I am back from yet another grading examination. As usual the 4th dan pass rate was reasonably slim and as usual the main reason was visible lack of seme and tame. This seems to be a common thread that runs through every grading.
I deliberately added the word visible because I did see a number of people who made numerous successful attacks, but who still failed the examination. They may or may not have broken their opponents guard to reach the target, but the creation of the opportunity to strike was not visible to the panel.
Seme and tame are inseparable. The ZNKR’s Japanese / English kendo dictionary defines semeru, (seme’s verb form) as “To take the initiative to close the distance with the opponent with full spirit”. Likewise tame is described as “the condition of being composed both mentally and physically and maintaining a spiritually replete state despite the tense situation”. The two added together and put into plain language, equate to the act of aggressively penetrating your adversary’s kamae whilst maintaining a level state of mind and then being ready to strike the moment your opponent shows a weakness in his guard.
There are numerous examples of tame in the animal kingdom.
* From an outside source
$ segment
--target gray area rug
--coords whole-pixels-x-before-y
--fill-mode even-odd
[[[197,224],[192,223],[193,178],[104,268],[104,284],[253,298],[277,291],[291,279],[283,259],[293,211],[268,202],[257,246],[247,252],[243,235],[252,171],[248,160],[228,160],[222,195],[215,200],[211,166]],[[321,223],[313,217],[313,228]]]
The way a heron waits by the waterside ready to spear the fish below as soon as it moves, the way a cat watches a mouse, ready to take the chance to attack when it knows the direction it will take, the way a snake almost hypnotises and then strikes its prey; all make good tame role models.
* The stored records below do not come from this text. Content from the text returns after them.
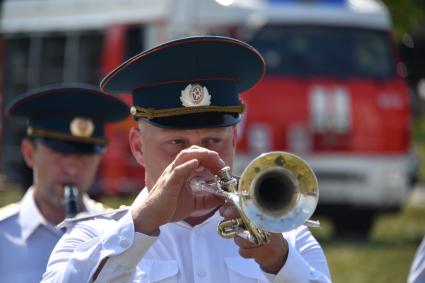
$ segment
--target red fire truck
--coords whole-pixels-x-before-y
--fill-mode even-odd
[[[379,1],[5,1],[1,30],[5,100],[52,82],[97,84],[125,59],[175,37],[240,38],[264,55],[267,74],[243,95],[235,173],[261,152],[300,155],[318,176],[319,212],[344,231],[367,231],[377,212],[406,200],[415,176],[408,89]],[[132,124],[108,129],[104,192],[143,186],[126,142]],[[19,127],[5,128],[3,164],[12,169]]]
[[[405,203],[417,174],[388,10],[379,1],[238,3],[243,21],[214,28],[256,47],[267,75],[243,95],[236,171],[260,152],[296,153],[319,179],[319,212],[339,231],[367,232],[377,212]]]
[[[243,96],[237,164],[271,150],[301,155],[319,179],[319,212],[340,231],[368,231],[377,212],[405,203],[416,174],[386,7],[335,0],[250,8],[254,24],[232,32],[264,55],[267,75]]]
If this is all starting to sound a little too metaphysical, let me remind you that you also need to make the correct physical actions to back up your kiryoku. As you make seme your left foot should snap into place to allow you to move at will. Your heel should continually be raised so that the sole of your foot forms a 15 degree angle with the floor and the back of your left knee should be tense. You should hold your breath in your abdomen so that you are ready to explode when you see the perfect opportunity to strike.
Throughout all this your upper body should be relaxed, allowing you to deliver a perfect ippon.
Apologies for constantly raising this subject, but lack of seme and tame really seem to be one of the major barriers to reaching the higher dan grades.